While XML files frequently replace CSV files in common usage today, CSV remains a compact and simple alternative to this file format. A number of different applications,
including Excel, are capable of reading and writing these files.
Background
While learning the code, the user should focus on the CsvFormBase
, CsvFormReader
, and CsvFormWriter
classes, which provide some simple
use cases of the code. The user interface code is long and not of direct relevance to this article. However, it does demonstrate some related themes such
as the DataGridView
control and the BackgroundWorker
component.
Also, the mainBackgroundWorker_DoWork
, mainBackgroundWorker_ProgressChanged
, and mainBackgroundWorker_RunWorkerCompleted
methods
in the MainForm
class may be of particular interest to those developers who need to report progress during the time a CSV file is read or written.
Using the Code
The main classes in this library are CsvReader
and CsvWriter
. Because of the flexibility inherent in the code, they support a large number of methods.
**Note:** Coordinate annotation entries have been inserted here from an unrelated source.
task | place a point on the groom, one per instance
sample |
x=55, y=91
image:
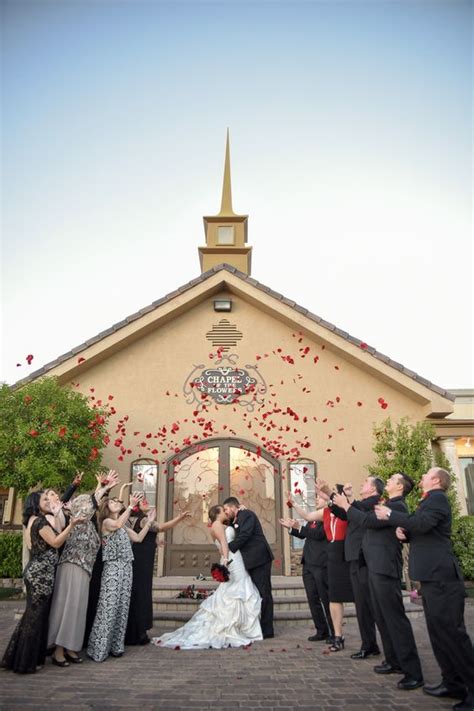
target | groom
x=257, y=556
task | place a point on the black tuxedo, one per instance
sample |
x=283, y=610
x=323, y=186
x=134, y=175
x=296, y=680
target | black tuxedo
x=359, y=574
x=315, y=574
x=383, y=554
x=257, y=555
x=434, y=564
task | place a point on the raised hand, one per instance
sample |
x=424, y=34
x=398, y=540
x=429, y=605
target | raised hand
x=323, y=488
x=288, y=523
x=341, y=501
x=77, y=479
x=111, y=479
x=76, y=521
x=56, y=508
x=151, y=516
x=136, y=498
x=382, y=512
x=400, y=534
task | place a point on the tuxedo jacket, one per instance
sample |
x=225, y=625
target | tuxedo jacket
x=355, y=533
x=250, y=540
x=315, y=550
x=381, y=548
x=429, y=529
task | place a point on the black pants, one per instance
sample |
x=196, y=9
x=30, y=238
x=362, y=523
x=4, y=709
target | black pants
x=394, y=626
x=443, y=603
x=363, y=605
x=261, y=577
x=315, y=580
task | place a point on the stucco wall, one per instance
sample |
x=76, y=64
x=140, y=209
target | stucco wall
x=140, y=375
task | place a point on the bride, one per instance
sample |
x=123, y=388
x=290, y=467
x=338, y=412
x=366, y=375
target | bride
x=229, y=617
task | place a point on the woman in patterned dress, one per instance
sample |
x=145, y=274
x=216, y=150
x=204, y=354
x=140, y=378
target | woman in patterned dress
x=108, y=631
x=26, y=651
x=140, y=614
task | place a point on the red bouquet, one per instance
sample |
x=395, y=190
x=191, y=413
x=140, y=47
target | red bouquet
x=220, y=572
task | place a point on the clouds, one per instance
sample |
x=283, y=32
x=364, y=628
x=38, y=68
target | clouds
x=350, y=144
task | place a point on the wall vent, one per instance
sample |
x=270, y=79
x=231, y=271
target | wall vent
x=224, y=335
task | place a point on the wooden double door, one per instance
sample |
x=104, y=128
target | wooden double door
x=204, y=475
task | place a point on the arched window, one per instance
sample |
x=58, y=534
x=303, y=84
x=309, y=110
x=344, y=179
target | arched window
x=144, y=478
x=303, y=474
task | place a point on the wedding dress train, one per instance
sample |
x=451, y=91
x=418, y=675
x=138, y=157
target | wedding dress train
x=227, y=618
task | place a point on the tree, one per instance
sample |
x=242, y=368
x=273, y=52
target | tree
x=403, y=447
x=49, y=432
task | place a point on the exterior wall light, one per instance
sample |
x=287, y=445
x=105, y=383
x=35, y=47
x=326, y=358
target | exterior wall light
x=223, y=305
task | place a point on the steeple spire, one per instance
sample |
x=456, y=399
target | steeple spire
x=226, y=232
x=226, y=202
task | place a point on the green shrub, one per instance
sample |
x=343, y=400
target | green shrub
x=463, y=544
x=11, y=547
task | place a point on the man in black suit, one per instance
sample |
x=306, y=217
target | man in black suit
x=383, y=553
x=434, y=564
x=257, y=555
x=370, y=492
x=314, y=559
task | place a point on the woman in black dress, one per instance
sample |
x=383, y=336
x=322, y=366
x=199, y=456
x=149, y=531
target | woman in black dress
x=140, y=614
x=26, y=651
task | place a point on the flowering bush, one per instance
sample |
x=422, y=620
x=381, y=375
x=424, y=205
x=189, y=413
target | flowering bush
x=220, y=573
x=48, y=433
x=190, y=593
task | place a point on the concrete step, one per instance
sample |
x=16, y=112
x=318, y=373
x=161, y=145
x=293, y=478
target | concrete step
x=171, y=586
x=291, y=602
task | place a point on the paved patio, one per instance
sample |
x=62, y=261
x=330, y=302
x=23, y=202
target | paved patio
x=282, y=673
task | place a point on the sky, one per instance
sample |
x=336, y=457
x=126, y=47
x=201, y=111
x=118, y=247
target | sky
x=350, y=126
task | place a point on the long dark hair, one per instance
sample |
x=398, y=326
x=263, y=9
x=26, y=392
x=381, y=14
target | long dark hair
x=32, y=507
x=214, y=512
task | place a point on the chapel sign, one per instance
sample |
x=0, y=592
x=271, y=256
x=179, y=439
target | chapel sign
x=225, y=384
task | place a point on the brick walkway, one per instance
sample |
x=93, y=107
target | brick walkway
x=283, y=673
The code itself, which is fully commented, remains the best source of information for most of these methods. This article will only describe some of the more common usage cases.
Reading with CsvReader
At its simplest, a user instantiates a CsvReader
and reads an entire DataTable
at once as follows. This is, essentially,
the approach used in the CsvFormReader
class for the demo project.
using (CsvReader reader = new CsvReader("MyFile.csv"))
{
bool hasHeader = true;
using (DataTable table = reader.ReadTable(hasHeader))
{
foreach (DataRow row in table.Rows)
{
foreach (DataColumn column in table.Columns)
{
string columnValue = (string)row[column];
}
string firstValue = (string)row["First"];
}
}
}
Alternatively, a user can bypass DataTable
altogether and read the file more directly. The following code demonstrates some of the methods for this approach:
using (CsvReader reader = new CsvReader("MyFile.csv"))
{
List<string> columns = reader.ReadRow();
while (reader.ReadRowStart())
{
while (reader.HasColumn)
{
string columnValue = reader.ReadString();
}
reader.ReadRowEnd();
}
}
One problem Windows developers often deal with is that of long running operations. A common approach to this problem is to perform these long running operations
using the BackgroundWorker
component. When using this component, it is usual to report progress. The CsvReader
class exposes
a RowEnd
event for this purpose. The event is raised each time the end of a row is read.
Writing with CsvWriter
The CsvWriter
class generally provides methods which are, in effect, complements of their CsvReader
equivalents. So, for example,
the WriteTable
method is provided to write an entire DataTable
. The WriteRow
, WriteRowStart
,
Write
(a column), and WriteRowEnd
methods are provided for more direct access to the file.
The CsvFormWriter
class has examples of both of these usages.
The Write
method provides many overloads for different data types. If none apply, the object version of the Write
method is used.
This method uses the ToString
method to convert to a string before writing.
File Format Variants
Both the CsvReader
and CsvWriter
classes provide support for many variants of the CSV file format. Principally, this is controlled
via the Options
property which is of type CsvOption
. The CsvOption
enumeration specifies the Flags
attribute,
so multiple options can be combined, as in the following example:
reader.Options = CsvOption.Comment | CsvOption.CommentLine;
Also, options are provided for special characters. For example, the user may specify the character that separates columns. To read a file containing tab separated values,
for example, the user might do the following:
reader.EndColumnChar = '\t';
Generally, the properties for these options and characters should be set immediately after instantiation and before the CsvReader
or CsvWriter
is used.
Points of Interest
Because of the unusually wide variety of options / methods, and the time demands of my job, I have not tested every possible combination. I have been a bit selfish
and tested the portions I used in the demo project and those that were required for my own needs. Hopefully, I haven't missed too much in my testing, but if I missed
something that affects you, the reader, I apologize in advance.
History
- 8/3/2011 - The original version.